I realize this is probably a hopelessly newbie question, but what is the difference between the ASP.NET version and the .NET framework version?

I am making an asp.net site using the .net 3.5 framework, but when I echo this;

System.Environment.Version.ToString()

I get "2.0.50727.4927".

Is this then an ASP.NET 2.0 site? This seems odd since I am using visual studio 2008 and the .net 3.5 framework.

+2  A: 

ASP.NET is a web framework written in and utilizing the .NET framework.

What you are getting the the version of the .NET runtime that the ASP.NET site is running under.

This runtime has several extensions to it, and .NET 3.5 is one - it still uses the .NET 2.0 runtime.

You can consider your site to be .NET 3.5 if you have included those libraries and are using their features such as Linq. See wikepedia for more details.

Oded
A: 

.NET 3.5 runs on .NET 2.0.

Daniel A. White
+5  A: 

No, the .NET Framework 3.5 version is simply a set of extra assemblies that are referenced in addition to the core .NET 2.0 assemblies, so calling System.Environment.Version.ToString() will always return 2.0.50727.4927 for all versions from .NET 2.0 up to .NET 3.5.

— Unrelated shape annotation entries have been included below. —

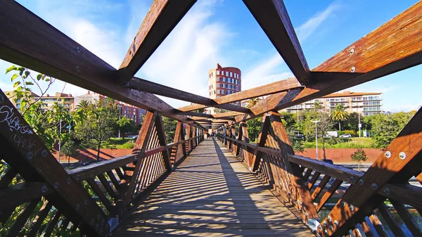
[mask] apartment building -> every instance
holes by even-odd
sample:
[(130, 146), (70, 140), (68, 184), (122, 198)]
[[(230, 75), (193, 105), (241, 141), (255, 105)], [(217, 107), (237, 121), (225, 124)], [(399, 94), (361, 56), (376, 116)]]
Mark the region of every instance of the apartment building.
[(315, 102), (318, 102), (328, 112), (335, 108), (338, 104), (341, 104), (347, 113), (358, 113), (363, 116), (367, 116), (382, 113), (382, 101), (381, 93), (344, 91), (293, 105), (283, 110), (296, 113), (311, 109), (314, 108)]

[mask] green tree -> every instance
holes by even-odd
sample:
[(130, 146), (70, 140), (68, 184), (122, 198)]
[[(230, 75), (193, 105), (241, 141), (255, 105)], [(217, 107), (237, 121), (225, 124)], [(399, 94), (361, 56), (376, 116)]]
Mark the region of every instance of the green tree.
[(357, 162), (357, 167), (359, 171), (360, 171), (360, 165), (362, 161), (366, 161), (368, 160), (368, 157), (366, 156), (366, 153), (362, 148), (358, 148), (352, 155), (350, 156), (352, 160), (354, 160)]
[(80, 116), (75, 128), (75, 137), (82, 144), (97, 149), (97, 162), (100, 160), (102, 145), (108, 145), (115, 134), (118, 119), (118, 108), (115, 101), (105, 99), (96, 101), (93, 106), (78, 110)]
[[(176, 127), (177, 127), (177, 121), (170, 117), (161, 117), (162, 119), (162, 127), (165, 133), (165, 140), (167, 143), (174, 141), (174, 133), (176, 132)], [(193, 134), (193, 136), (196, 136)]]
[(82, 100), (75, 108), (76, 110), (84, 110), (87, 109), (89, 105), (91, 105), (91, 103), (87, 100)]
[(79, 153), (78, 149), (79, 145), (75, 141), (69, 140), (61, 148), (61, 153), (65, 157), (69, 158), (70, 157), (75, 157)]
[(348, 116), (345, 107), (340, 103), (337, 104), (334, 110), (331, 111), (331, 116), (333, 121), (338, 122), (338, 130), (341, 131), (341, 121), (345, 120)]
[[(319, 120), (317, 123), (312, 122), (317, 120)], [(326, 158), (325, 150), (326, 143), (333, 144), (337, 142), (335, 139), (326, 136), (327, 132), (332, 129), (333, 126), (329, 114), (322, 111), (307, 111), (305, 113), (305, 120), (302, 122), (302, 126), (307, 140), (315, 137), (315, 126), (318, 127), (317, 137), (319, 141), (321, 140), (321, 141), (323, 158), (325, 160)]]
[(230, 110), (226, 110), (226, 109), (224, 109), (224, 108), (214, 108), (214, 112), (215, 113), (226, 113), (226, 112), (230, 112)]
[(135, 122), (126, 117), (120, 117), (117, 122), (118, 128), (120, 129), (122, 137), (124, 139), (124, 134), (127, 133), (133, 133), (135, 131)]
[[(68, 139), (67, 127), (72, 124), (72, 119), (64, 108), (63, 101), (58, 99), (46, 110), (46, 104), (40, 100), (56, 79), (43, 74), (38, 74), (34, 78), (29, 70), (15, 65), (6, 70), (6, 74), (9, 72), (15, 73), (11, 77), (14, 82), (13, 91), (7, 96), (15, 103), (20, 102), (20, 113), (46, 146), (52, 149), (58, 141), (63, 143)], [(46, 89), (41, 88), (41, 82), (47, 82)], [(33, 90), (37, 90), (35, 92), (40, 96), (36, 96)]]
[(374, 133), (374, 146), (377, 148), (387, 147), (414, 114), (414, 112), (400, 112), (374, 115), (371, 120), (371, 127)]
[(257, 139), (260, 136), (261, 132), (261, 124), (262, 123), (262, 118), (261, 117), (255, 117), (252, 120), (246, 121), (246, 126), (248, 127), (248, 135), (249, 136), (249, 141), (250, 142), (256, 142)]

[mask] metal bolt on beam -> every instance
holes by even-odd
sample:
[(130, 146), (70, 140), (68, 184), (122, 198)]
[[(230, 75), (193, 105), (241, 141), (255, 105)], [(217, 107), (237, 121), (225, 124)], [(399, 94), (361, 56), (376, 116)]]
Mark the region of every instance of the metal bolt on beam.
[(34, 157), (34, 153), (32, 151), (30, 151), (27, 153), (27, 158), (28, 159), (32, 159), (32, 158)]
[(375, 184), (375, 183), (372, 184), (372, 185), (371, 186), (372, 187), (372, 189), (373, 189), (373, 190), (378, 189), (378, 185), (376, 185), (376, 184)]
[(349, 181), (350, 181), (350, 183), (353, 184), (353, 182), (354, 181), (354, 177), (350, 177), (349, 178)]

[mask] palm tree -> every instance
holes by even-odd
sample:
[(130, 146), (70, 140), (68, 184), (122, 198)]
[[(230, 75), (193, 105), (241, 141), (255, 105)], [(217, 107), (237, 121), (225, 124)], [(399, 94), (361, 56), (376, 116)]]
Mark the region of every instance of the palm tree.
[(76, 105), (76, 109), (77, 110), (84, 110), (86, 109), (87, 108), (88, 108), (89, 106), (89, 105), (91, 104), (91, 102), (86, 101), (86, 100), (82, 100), (81, 101), (79, 101), (79, 103)]
[(345, 107), (339, 103), (335, 105), (335, 108), (331, 111), (331, 120), (338, 122), (338, 130), (341, 131), (341, 121), (345, 120), (349, 114), (345, 110)]

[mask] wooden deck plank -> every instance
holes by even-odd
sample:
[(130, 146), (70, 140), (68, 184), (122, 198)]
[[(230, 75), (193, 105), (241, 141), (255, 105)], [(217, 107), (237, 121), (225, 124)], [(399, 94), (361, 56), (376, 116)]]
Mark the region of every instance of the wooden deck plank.
[(113, 236), (309, 236), (229, 150), (205, 139)]

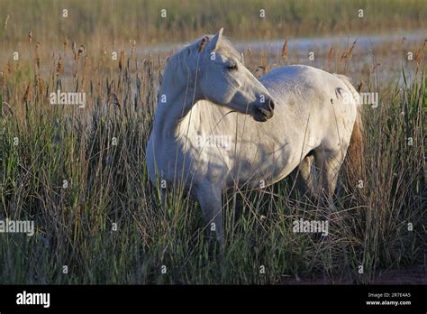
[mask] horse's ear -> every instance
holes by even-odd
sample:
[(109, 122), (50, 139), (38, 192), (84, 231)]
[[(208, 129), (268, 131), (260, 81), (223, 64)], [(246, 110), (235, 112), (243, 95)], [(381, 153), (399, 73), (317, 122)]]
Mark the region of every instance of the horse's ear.
[(223, 28), (221, 28), (221, 30), (216, 33), (216, 35), (214, 36), (214, 38), (212, 39), (211, 41), (211, 46), (212, 46), (212, 50), (214, 51), (216, 49), (218, 49), (219, 45), (220, 45), (220, 42), (221, 42), (221, 40), (223, 39)]
[(199, 43), (199, 46), (197, 48), (197, 51), (202, 51), (204, 47), (206, 46), (206, 43), (208, 43), (209, 42), (211, 42), (211, 40), (209, 39), (209, 37), (207, 36), (204, 36), (202, 41), (200, 41), (200, 43)]

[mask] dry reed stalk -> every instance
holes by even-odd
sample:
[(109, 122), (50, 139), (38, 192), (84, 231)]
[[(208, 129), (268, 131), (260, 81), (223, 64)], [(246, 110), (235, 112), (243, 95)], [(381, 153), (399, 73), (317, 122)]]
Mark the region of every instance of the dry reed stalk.
[(286, 39), (285, 40), (285, 42), (283, 43), (283, 46), (282, 46), (282, 59), (286, 59), (287, 56), (287, 40), (288, 40), (288, 36), (286, 36)]

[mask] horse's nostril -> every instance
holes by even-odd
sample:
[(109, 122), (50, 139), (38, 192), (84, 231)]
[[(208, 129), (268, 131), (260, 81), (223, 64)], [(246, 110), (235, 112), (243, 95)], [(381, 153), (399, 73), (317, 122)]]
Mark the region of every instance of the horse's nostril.
[(271, 110), (274, 110), (274, 101), (273, 99), (268, 100), (268, 106)]

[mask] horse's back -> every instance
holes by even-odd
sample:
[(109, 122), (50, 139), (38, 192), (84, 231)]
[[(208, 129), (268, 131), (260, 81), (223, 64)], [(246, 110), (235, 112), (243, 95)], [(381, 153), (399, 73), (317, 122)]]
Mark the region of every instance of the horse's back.
[(259, 80), (275, 99), (277, 119), (291, 116), (295, 125), (306, 125), (304, 132), (315, 143), (334, 146), (350, 142), (357, 115), (356, 90), (342, 77), (292, 65), (277, 68)]

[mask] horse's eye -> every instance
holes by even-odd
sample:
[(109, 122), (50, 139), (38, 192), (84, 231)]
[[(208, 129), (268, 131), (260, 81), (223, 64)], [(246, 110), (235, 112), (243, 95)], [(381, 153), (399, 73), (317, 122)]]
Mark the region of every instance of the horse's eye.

You're running .NET 3.5 if you're referencing .NET 3.5 assemblies.

David Morton
... a set of extra assemblies + **new C#, VB.NET compilers**.
Mehrdad Afshari
I see, and if I were to use the 3.0 framework instead of 3.5, Microsoft Ajax would not be included?
cc0
Not quite correct. The call he refers to returns the version of the CLR, not the .NET Framework. 3.5 still runs on version 2.x of the CLR.
Justin Niessner
@Mehrdad Afshari - The .NET Framework 3.5 might ship with a new set of compilers, but the compilers and .NET assemblies are independent of each other. You _can_ run .NET 3.5 on C# 2.0, but it would look extremely ugly.
David Morton
@David: Yes, my pedantry was related to your first sentence which may be interpreted as ".NET Framework 3.5 is nothing more than .NET 2.0+new assemblies". Totally minor issue though.
Mehrdad Afshari
+2  A: 

You're getting the CLR version...not the Framework version.

Gets a Version object that describes the major, minor, build, and revision numbers of the common language runtime.

Framework 3.5 still runs on the 2.x version of the CLR.